Established usage dictated that on Election Day the legislature assembled, completed its organization, and elected its officers; then, with military escort, its members accompanied the Executive to the Old South Meeting House for the election sermon. In 1830 the sermon was preached by William Ellery Channing.
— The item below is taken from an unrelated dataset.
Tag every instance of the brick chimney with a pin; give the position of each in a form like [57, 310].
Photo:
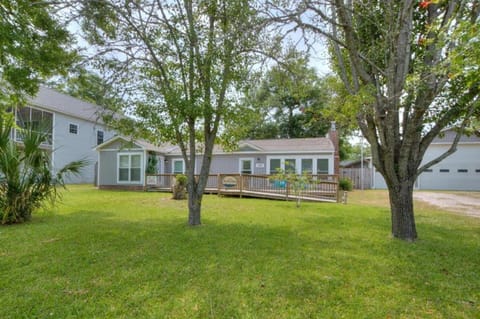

Beyond the events of the day, the whole week was largely given over to public functions, it being the traditional time for the religious and benevolent societies of the Commonwealth to hold their “anniversaries,” i.e. annual meetings, in Boston. The investiture of the governor and lieutenant governor were the concluding ceremonies at the week’s end. For this year’s events, see Boston Patriot, 22 May, p. 2, col. 1; 26 May, p. 2, col. 4; 29 May, p. 2, col. 1.

2.

Not including infants in both families, there were four Frothingham boys 246and two Everett girls. All were between the ages of five and ten (First Church Records, Col. Soc. Mass., Pubns. , 40 [1961]:449–452).

3.

ABA’s plans for the day for Ann and Charlotte Everett included taking them “to see the Rhinoceros and other Lions of the day” (Charlotte Everett to Edward Everett, 26 May, Everett MSS, MHi).

4.

Alexandre Savérien, Histoire des philosophes anciens jusqu’à la renaissance des lettres, 5 vols., Paris, 1771–1772.

5.

CFA’s communication which had been changed somewhat and adapted by John Brazer Davis as an editorial, and as such was unsigned, bore the title “The Next Presidency” (Boston Patriot, 26 May, p. 2, cols. 2–3). It called upon patriotic citizens, “unseduced by the glitter of corruption, and unawed by the intimidation of power,” to begin the fight against the reelection of Andrew Jackson. Praise is given to the minority in the Senate for resisting encroachments upon liberty, and the members of the Congress are urged to lose no time in choosing a leader to make the fight. “The fundamental principle of the opposition, should be resistance against the progress of corruption.... Let it not be said, by any true man, that he has not done every thing in his power ... to purify and restore the Republic.”

Although it does speak of the President’s “imbecility,” the editorial is directed not so much against Jackson as against Vice-President Calhoun and Secretary of State Van Buren: “more dangerous public men ... never existed here.”